It's been a strange year in many ways, but 2021 has provided listeners with a library full of outstanding mystery and suspense audiobooks. AudioFile has now selected the Best Mystery & Suspense Audiobooks for 2021. The Best Audiobooks include additions to ongoing series, standalones that are set in our current pandemic world, and historic fiction. They take listeners from California to Florida, Mexico, Europe, and South Africa. It's a truly diverse collection that reflects the expansiveness of the genre and the many ways audiobook mysteries engage listeners.
BLOOD GROVE by Walter Mosley and read by Michael Boatman is the 15th audiobook in the Easy Rawlins series. Mosley takes us back to 1969, when the impact of the Vietnam war is brought back to Southern California by vets whose wounds go deep. While the easygoing “hippy culture” that permeates the setting seems nostalgic, the intensity of the racism feels painfully current. Boatman earned an Earphones Award for his masterful voicing of Rawlins, a Black private detective navigating a white, racist justice system. Boatman also brings his talents to voice the many secondary characters, including men and women of all races and all ages.
Another series addition is OCEAN PREY by John Sandford, read by Richard Ferrone. Believe it or not, this is the 31st addition to the Prey series featuring U.S. Marshal Lucas Davenport. It should be noted that this is a crossover with another of Sandford’s series that features Virgil Flowers, who is called in to help out on this case in Southern Florida. Ferrone’s gritty voice has grown up with and grown into Lucas Davenport’s as Davenport has matured and gone through several roles in law enforcement. Ferrone’s skill is that he can also convincingly perform the female roles and the other many characters, including the often-stoned Virgil Flowers. As with the other books in the series, listeners are taken on a nonstop roller coaster ride.
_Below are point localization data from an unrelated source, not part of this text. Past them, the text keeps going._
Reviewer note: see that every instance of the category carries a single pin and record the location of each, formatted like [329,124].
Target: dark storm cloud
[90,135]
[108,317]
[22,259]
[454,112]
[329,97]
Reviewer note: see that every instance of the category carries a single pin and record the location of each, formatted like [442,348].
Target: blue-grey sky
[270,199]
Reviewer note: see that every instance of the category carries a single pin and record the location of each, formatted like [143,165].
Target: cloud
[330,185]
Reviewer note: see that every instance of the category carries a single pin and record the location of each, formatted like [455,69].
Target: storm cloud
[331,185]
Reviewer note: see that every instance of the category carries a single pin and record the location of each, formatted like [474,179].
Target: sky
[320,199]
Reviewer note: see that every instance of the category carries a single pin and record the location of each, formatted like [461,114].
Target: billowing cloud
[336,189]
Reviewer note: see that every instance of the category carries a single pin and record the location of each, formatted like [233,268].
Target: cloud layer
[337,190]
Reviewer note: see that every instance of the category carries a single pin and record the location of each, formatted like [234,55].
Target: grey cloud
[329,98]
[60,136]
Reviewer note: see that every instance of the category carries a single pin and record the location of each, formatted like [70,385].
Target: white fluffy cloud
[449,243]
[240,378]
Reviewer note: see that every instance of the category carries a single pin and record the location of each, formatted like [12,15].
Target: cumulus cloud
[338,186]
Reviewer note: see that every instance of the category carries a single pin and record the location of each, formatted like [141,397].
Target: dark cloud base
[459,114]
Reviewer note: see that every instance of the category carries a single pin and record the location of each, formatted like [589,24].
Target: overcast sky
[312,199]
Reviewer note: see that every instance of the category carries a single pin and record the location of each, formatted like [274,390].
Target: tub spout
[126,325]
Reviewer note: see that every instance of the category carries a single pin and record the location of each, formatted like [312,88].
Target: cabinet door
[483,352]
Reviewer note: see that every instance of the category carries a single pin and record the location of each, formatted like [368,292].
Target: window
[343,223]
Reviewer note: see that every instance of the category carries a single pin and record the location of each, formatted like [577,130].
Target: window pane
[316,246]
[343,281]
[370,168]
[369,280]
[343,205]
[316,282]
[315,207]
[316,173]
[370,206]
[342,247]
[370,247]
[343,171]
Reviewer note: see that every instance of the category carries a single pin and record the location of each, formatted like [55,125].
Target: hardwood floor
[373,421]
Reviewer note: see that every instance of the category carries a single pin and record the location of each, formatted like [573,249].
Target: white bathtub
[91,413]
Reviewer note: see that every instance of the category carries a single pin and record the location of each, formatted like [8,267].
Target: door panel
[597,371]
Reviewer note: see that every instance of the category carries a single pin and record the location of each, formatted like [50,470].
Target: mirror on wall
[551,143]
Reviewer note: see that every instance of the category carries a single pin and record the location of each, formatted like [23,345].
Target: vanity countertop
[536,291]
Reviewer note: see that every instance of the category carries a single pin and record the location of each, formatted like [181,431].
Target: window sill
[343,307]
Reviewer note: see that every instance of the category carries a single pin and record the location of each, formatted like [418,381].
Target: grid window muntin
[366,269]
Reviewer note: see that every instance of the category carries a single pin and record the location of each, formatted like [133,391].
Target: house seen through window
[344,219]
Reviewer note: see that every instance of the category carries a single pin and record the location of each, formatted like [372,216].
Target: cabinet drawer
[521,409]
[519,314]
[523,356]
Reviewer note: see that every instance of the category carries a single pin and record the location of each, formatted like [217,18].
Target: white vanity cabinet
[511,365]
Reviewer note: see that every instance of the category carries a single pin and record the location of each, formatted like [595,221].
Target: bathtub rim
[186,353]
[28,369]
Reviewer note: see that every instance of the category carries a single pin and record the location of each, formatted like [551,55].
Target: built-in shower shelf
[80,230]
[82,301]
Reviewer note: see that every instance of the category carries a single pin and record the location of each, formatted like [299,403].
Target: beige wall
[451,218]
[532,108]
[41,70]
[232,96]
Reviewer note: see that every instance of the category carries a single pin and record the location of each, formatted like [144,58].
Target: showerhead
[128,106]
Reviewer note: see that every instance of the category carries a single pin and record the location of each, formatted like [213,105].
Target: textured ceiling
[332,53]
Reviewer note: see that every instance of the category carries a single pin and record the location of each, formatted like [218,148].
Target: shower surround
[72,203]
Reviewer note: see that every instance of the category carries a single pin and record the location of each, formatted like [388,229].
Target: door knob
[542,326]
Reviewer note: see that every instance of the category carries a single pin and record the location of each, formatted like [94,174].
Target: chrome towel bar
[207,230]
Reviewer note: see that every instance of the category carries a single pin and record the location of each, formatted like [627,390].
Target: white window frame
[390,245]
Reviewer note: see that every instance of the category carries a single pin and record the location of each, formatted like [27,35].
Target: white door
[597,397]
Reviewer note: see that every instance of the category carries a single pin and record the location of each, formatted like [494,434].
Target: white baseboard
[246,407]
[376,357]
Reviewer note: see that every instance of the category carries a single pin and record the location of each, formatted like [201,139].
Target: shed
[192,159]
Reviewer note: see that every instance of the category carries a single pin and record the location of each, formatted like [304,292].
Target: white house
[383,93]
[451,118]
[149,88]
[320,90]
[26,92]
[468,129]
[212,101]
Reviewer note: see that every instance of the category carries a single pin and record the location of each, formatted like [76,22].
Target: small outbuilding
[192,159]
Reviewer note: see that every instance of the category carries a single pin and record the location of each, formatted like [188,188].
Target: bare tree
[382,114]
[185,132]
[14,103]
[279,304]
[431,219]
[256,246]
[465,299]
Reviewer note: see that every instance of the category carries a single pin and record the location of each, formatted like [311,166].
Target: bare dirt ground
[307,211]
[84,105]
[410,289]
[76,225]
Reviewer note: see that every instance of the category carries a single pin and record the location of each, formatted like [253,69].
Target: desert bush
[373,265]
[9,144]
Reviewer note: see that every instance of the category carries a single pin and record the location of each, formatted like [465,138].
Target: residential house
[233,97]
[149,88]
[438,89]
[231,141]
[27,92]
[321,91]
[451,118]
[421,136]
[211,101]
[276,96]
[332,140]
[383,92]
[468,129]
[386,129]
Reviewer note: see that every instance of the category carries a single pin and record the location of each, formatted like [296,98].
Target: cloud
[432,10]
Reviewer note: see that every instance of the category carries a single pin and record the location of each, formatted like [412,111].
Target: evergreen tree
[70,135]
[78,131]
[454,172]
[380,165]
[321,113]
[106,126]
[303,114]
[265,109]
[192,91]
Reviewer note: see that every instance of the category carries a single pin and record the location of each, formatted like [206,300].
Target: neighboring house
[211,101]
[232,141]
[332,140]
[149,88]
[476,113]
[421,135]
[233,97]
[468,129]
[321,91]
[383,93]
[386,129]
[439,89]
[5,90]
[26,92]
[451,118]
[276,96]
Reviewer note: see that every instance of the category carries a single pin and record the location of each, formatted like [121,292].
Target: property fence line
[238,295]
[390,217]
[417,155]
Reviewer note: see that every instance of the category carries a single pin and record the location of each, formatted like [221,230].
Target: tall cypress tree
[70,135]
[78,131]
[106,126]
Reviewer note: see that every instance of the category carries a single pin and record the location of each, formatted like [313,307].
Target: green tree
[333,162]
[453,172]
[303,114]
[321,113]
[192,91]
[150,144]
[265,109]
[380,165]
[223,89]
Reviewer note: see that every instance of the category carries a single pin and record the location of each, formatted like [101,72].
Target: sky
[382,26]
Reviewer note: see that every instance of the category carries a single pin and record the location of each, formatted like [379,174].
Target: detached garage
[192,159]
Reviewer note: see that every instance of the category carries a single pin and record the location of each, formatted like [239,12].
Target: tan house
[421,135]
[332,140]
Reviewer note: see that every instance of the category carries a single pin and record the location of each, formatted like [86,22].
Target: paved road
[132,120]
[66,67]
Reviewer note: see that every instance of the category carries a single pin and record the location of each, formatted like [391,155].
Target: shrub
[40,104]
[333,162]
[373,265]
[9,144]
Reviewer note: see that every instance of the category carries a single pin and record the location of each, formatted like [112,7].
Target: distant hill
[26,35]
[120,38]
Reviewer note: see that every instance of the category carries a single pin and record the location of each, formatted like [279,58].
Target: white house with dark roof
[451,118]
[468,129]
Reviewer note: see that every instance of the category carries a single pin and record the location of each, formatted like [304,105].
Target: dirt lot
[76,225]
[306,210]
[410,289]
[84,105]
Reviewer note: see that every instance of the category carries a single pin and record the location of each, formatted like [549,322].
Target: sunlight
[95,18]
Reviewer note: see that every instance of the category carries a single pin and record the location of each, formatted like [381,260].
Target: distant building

This audiobook does have a sad surprise—but no spoilers here. You’ll just have to listen.
THE NIGHT GATE by Peter May, read by Peter Forbes, is the 7th book in The Enzo Files featuring forensic archaeologist Enzo Macleod. Forbes’s talent for accents earned him an Earphones Award for this audiobook. Forbes is the go-to narrator for most of May’s series. The lead character is a fascinating and complicated man in both his personal and professional life. Enzo is of Scottish birth and has been living and working in France most of his adult life. Forbes does a great job of capturing his Scottish brogue and the French words and expressions. Of all the winners in the 2021 Mystery & Suspense category, this is the only one that takes place during the COVID pandemic, and the audiobook speaks to impacts on travel, maintaining social distance, and wearing masks. Interestingly it also partly takes place during WWII in England and Europe. The weaving back and forth between the two times makes for an intense, complex, and engaging listen.
And now for something completely different: THE MURDER ON THE LINKS by Agatha Christie and adapted by Kate McAll, performed by Alfred Molina, Simon Helberg, and a full cast. This is a delightful, entertaining listening experience and has been boiled down to 1.5 hours. The production by L.A. Theater Works features Alfred Molina as Hercule Poirot and Simon Helberg as his loyal assistant and overall narrator. You can listen to Molina discuss the production with AudioFile on the Behind the Mic podcast.
For a much more serious psychological thriller: THE MAIDENS by Alex Michaelides, read by Louise Brealey and Kobna Holdbrick-Smith. This dark, complex psychological thriller steeps listeners in the world of group therapy and Greek mythology. It is also an Earphones Award winner. Brealey voices Mariana, a psychotherapist turned amateur sleuth who becomes obsessed with proving the guilt of Cambridge Professor Edward Fosca, whose female students are showing up dead. Brealey performs a multitude of characters, while narrator Holdbrick-Smith voices the murderer.
Finally, a trip to Mexico and back in time to the early 1970s: VELVET WAS THE NIGHT by Silvia Moreno-Garcia and read by Gisela Chípe. The author paints for us the gritty, politically unsettled world of Mexico City, where Maite, a 30-year-old secretary, finds refuge in her romance magazines, while organized groups of thugs cause chaos during student protests. Chípe earned an Earphones Award for beautifully performing the dreamy secretary as well as the tough male enforcers and floating effortlessly in and out of Spanish names and phrases. The result transports listeners to another time and place following the efforts of Maite and Elvis, one of the thugs, to find Leonora, Maite’s missing neighbor.
Congratulations to all of the winners! You can avoid supply-chain shortages by considering these audiobooks for the mystery and suspense fans on your holiday list.